Маленький журавль из мертвой деревни
Шрифт:
Песня из приемника всех перебудила. Дети в одном белье выскочили на балкон, набрали снега, слепили снежки и понеслись в комнату друг друга обстреливать. Снова прибежали за снегом, Сяохуань крикнула: «Без куртки на балкон не пушу!»

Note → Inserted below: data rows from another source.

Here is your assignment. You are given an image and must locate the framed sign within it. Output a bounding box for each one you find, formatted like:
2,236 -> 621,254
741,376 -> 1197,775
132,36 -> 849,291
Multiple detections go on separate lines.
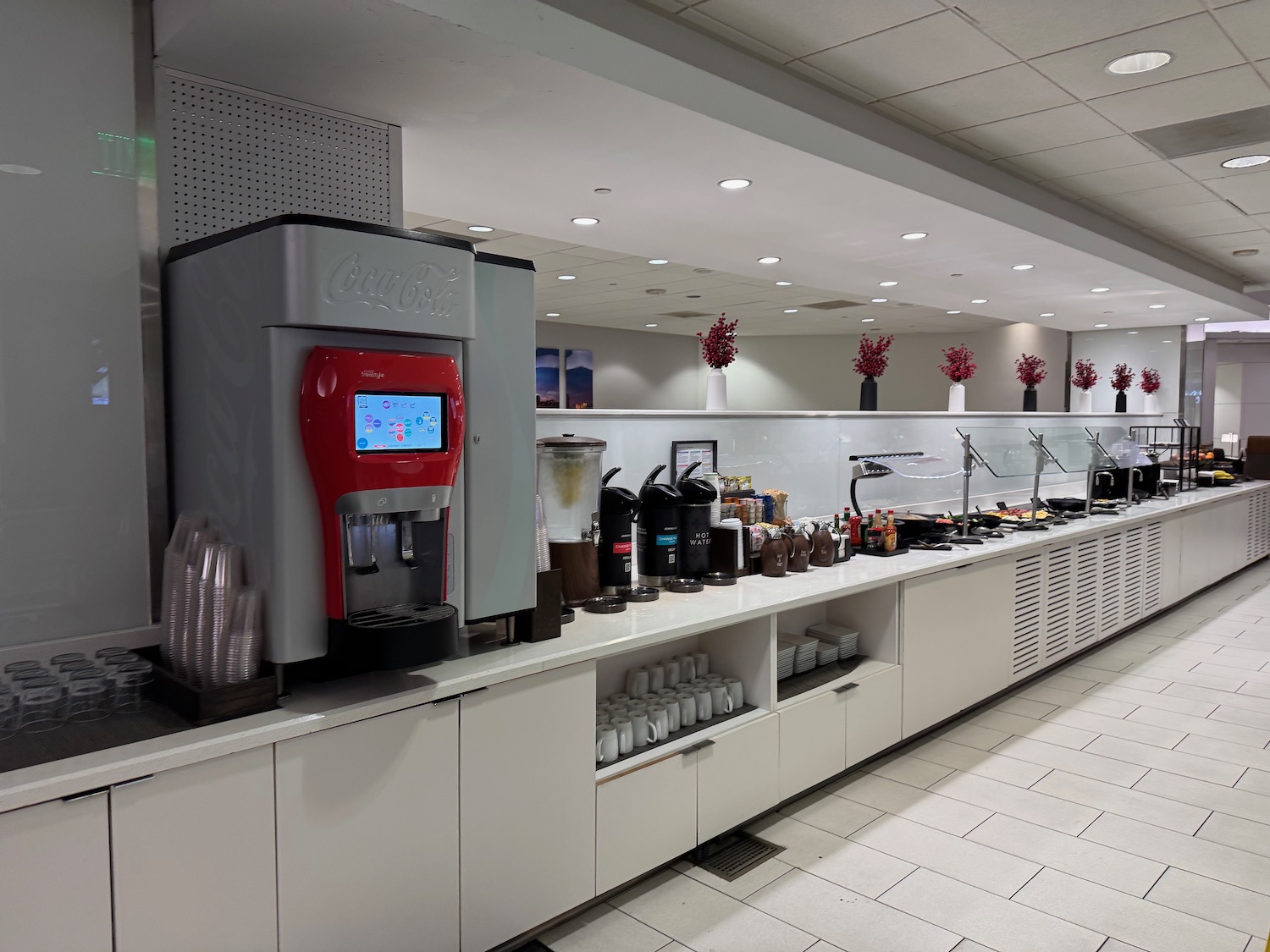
671,439 -> 719,482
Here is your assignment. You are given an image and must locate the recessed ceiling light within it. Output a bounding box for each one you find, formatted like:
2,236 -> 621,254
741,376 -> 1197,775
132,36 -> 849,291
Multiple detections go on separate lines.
1104,50 -> 1173,76
1222,155 -> 1270,169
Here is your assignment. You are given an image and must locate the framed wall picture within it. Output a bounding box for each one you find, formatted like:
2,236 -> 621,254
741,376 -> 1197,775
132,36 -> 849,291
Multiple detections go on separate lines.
671,439 -> 719,482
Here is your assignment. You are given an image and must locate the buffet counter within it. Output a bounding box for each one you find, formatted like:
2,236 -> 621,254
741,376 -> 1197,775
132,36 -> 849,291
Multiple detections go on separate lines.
0,482 -> 1270,952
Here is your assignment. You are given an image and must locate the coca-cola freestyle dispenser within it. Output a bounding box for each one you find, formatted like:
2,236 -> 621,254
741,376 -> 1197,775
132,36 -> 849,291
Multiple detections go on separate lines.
165,216 -> 536,673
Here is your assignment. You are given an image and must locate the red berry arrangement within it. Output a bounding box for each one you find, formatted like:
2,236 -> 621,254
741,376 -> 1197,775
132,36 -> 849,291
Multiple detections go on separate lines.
853,334 -> 896,377
1072,360 -> 1100,390
940,344 -> 975,383
1112,363 -> 1135,393
1015,355 -> 1046,388
698,314 -> 737,371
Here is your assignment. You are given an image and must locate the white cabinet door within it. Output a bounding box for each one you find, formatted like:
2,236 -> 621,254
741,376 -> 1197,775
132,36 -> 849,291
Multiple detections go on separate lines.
459,663 -> 596,952
276,700 -> 459,952
780,687 -> 851,800
846,668 -> 903,767
111,746 -> 279,952
901,556 -> 1015,738
0,791 -> 112,952
698,715 -> 782,843
596,749 -> 698,894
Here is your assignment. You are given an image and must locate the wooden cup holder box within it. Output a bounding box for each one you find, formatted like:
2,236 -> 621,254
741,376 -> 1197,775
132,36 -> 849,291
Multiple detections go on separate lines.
137,647 -> 281,728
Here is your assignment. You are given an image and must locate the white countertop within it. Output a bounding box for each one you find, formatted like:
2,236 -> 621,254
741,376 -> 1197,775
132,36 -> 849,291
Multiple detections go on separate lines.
0,482 -> 1250,812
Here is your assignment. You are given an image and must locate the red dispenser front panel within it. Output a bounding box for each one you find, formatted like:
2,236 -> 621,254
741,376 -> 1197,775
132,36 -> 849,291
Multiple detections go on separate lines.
300,347 -> 464,619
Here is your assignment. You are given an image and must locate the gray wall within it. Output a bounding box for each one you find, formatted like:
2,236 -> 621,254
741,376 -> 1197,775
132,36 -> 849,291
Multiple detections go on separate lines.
538,322 -> 1067,411
0,0 -> 150,647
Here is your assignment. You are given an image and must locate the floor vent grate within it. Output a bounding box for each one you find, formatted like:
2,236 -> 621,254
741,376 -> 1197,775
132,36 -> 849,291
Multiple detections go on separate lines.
693,833 -> 785,883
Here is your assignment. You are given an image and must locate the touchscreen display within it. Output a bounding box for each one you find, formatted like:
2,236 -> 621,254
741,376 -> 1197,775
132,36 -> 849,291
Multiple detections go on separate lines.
353,391 -> 446,454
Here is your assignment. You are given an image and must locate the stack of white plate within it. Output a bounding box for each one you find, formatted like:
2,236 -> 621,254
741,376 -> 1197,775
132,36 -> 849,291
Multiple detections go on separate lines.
776,639 -> 795,680
807,625 -> 860,660
784,635 -> 820,674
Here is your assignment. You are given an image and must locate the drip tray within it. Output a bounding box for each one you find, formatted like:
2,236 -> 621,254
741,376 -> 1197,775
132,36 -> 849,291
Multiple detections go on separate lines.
693,833 -> 785,883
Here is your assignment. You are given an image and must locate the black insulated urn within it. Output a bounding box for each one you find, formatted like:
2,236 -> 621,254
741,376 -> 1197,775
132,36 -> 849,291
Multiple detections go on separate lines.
635,464 -> 683,589
599,466 -> 639,596
676,461 -> 719,579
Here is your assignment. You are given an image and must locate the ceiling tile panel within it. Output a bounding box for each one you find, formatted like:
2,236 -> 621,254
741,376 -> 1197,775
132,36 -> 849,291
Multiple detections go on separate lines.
1090,66 -> 1270,132
1031,13 -> 1244,99
1054,162 -> 1190,198
1213,0 -> 1270,60
1206,172 -> 1270,215
957,103 -> 1120,159
807,10 -> 1015,101
693,0 -> 944,58
1011,136 -> 1157,179
886,62 -> 1072,131
957,0 -> 1204,60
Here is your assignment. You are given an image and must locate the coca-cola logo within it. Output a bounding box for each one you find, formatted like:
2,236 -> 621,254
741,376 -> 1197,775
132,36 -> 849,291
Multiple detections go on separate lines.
325,251 -> 460,317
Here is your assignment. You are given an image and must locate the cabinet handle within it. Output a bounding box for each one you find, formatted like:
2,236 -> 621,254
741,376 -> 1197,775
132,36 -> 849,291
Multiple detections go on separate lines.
114,773 -> 155,787
63,787 -> 111,804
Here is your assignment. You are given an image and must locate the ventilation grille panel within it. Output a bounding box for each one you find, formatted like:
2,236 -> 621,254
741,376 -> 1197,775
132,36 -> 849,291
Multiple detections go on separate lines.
157,71 -> 393,244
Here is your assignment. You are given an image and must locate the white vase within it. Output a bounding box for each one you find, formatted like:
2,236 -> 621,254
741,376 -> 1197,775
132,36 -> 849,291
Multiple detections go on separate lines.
706,367 -> 728,410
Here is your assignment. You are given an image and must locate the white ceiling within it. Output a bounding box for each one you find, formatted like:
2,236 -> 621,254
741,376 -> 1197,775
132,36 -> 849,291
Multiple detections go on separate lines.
649,0 -> 1270,283
155,0 -> 1265,333
404,212 -> 1003,337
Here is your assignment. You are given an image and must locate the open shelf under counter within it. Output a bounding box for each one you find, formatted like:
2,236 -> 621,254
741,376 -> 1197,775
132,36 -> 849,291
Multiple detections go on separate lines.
776,655 -> 899,711
596,705 -> 771,784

Дохэ что-то тихо сказала близнецам. Те радостно загалдели, побежали к сестре, пошептались с ней, и Ятоу тоже весело взвизгнула. К пятнадцати годам у Ятоу все, что надо, уже выросло, а как разбесится — ни дать ни взять семилетка. Они шептались по-японски про рисовые колобки с начинкой из фасолевой пасты. Дохэ вчера весь вечер хлопотала, наготовила две решетки колобков. Сахар-песок семье был не по карману, и вместо него Дохэ положила в начинку коричневый кубинский сахар вперемешку с сахарином. За столом она взволнованно смотрела, как домочадцы пробуют колобки, потом принялась извиняться за свою стряпню:
— Плохие, должны быть послаще, тогда хорошие.
Если
Эрхай жевал, жевал и вдруг говорит:
— Оставьте колобок дяде Пэну!
— Дядя Пэн не придет, — ответила Сяохуань. — Ешь сам.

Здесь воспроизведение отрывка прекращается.